Botswana has started offering free antiretroviral therapy (ARV) to foreign sex workers, following a decision to extend treatment to non-citizens. An estimated 30,000 foreigners living in Botswana are HIV positive, and most are sex workers. Until now, the southern African nation was one of only a few countries that did not offer treatment to non-citizens.
Thirty-five-year-old Mary Banda is an HIV-positive sex worker from Zambia. In deteriorating health, she has struggled to get treatment since she arrived in Botswana in 2018.
Now, she has a lifeline, thanks to a Botswana government decision to offer life-prolonging antiretroviral therapy to non-citizens.
"I am very happy, because most people's (lives) will be saved. Especially those who were struggling to get ARVs from back home. When they called us and started helping us, we couldn't believe that it was really happening. We thought they were just talking," Banda said.
Banda says health officials have been helpful and monitor how sex workers respond to treatment.
"After they have given us (medication), they make sure that they do follow up to check if the tablets are OK, if there is nothing like side effects or whatever," Banda said.
The Botswana government's decision has been hailed by non-governmental organizations as a positive step toward fighting against the epidemic.
Tebogo Gareitsanye, a legal and advocacy officer at the Botswana Network on Ethics, Law and HIV/AIDS (BONELA), describes the development as progressive.
"Sexual relationships are indiscriminate. That is to say, we cannot provide ARVs to a certain portion of people who live in the country, and yet not provide the same treatment to another sub-sector of residents of the country," Gareitsanye said.

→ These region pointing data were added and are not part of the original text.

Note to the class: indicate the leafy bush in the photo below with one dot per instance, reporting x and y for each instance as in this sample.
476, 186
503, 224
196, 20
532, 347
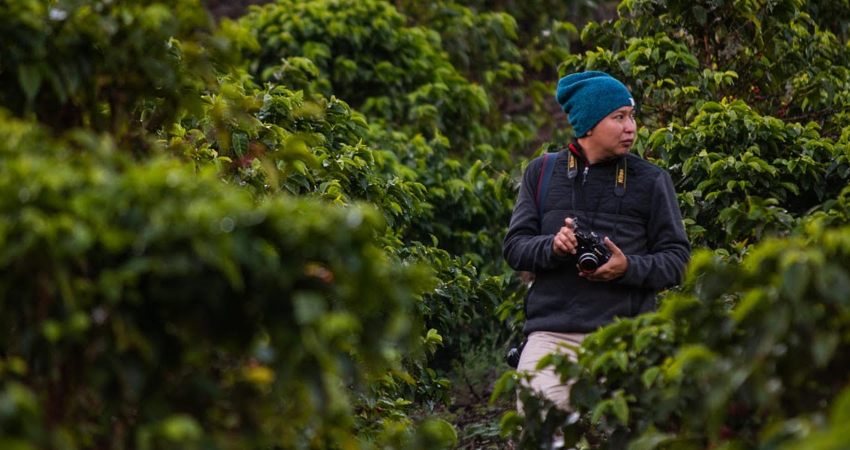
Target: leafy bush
746, 355
147, 303
97, 64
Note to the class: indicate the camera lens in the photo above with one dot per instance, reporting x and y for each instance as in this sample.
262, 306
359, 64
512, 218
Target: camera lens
588, 262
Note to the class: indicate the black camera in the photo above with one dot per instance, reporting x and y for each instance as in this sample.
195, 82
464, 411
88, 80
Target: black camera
591, 250
512, 358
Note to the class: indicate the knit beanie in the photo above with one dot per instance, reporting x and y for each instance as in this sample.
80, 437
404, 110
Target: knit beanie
587, 97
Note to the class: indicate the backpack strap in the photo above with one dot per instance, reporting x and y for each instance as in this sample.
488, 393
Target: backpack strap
543, 182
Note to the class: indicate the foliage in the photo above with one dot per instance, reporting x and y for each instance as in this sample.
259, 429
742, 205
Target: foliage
743, 176
363, 53
743, 103
72, 63
677, 55
184, 305
749, 354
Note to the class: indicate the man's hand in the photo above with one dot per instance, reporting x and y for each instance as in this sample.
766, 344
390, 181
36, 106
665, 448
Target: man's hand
565, 241
615, 267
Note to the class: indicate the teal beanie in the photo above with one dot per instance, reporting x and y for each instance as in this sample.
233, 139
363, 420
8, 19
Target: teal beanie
587, 97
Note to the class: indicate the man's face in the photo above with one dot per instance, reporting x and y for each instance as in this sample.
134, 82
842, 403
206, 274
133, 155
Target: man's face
612, 136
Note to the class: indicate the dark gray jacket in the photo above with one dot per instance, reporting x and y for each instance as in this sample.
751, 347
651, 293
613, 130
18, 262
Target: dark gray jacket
645, 223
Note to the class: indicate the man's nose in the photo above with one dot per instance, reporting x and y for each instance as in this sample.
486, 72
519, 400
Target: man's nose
631, 126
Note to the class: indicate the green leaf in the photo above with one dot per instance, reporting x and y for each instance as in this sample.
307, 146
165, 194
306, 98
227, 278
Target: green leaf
239, 143
621, 408
29, 77
649, 376
700, 14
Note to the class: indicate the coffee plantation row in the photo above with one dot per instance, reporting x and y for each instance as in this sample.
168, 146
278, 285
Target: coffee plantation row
284, 231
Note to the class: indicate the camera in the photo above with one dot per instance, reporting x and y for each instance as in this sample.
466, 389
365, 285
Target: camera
591, 250
512, 358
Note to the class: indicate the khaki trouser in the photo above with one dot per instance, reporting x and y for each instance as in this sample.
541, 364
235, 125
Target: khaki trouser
546, 381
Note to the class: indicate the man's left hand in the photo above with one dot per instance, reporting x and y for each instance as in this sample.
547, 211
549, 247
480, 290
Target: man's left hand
615, 267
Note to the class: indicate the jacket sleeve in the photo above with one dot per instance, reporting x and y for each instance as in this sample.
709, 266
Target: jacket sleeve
524, 248
668, 248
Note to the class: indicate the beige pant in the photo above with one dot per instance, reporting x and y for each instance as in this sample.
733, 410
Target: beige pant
546, 381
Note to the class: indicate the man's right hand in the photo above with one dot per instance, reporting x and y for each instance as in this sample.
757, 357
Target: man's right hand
565, 241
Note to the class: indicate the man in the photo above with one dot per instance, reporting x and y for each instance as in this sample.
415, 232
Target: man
597, 186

The local sex workers' organization, Sisonke director, Tosh Beka also welcomes the move.
"We are very excited by this move. It is long overdue, because we have been fighting for migrants to get ARVs. It is a milestone," Beka said.
But for now, of the estimated 30,000 HIV positive foreigners in Botswana, only 7,000 are getting treatment, according to the U.S. President's Emergency Plan for AIDS Relief (PEPFAR).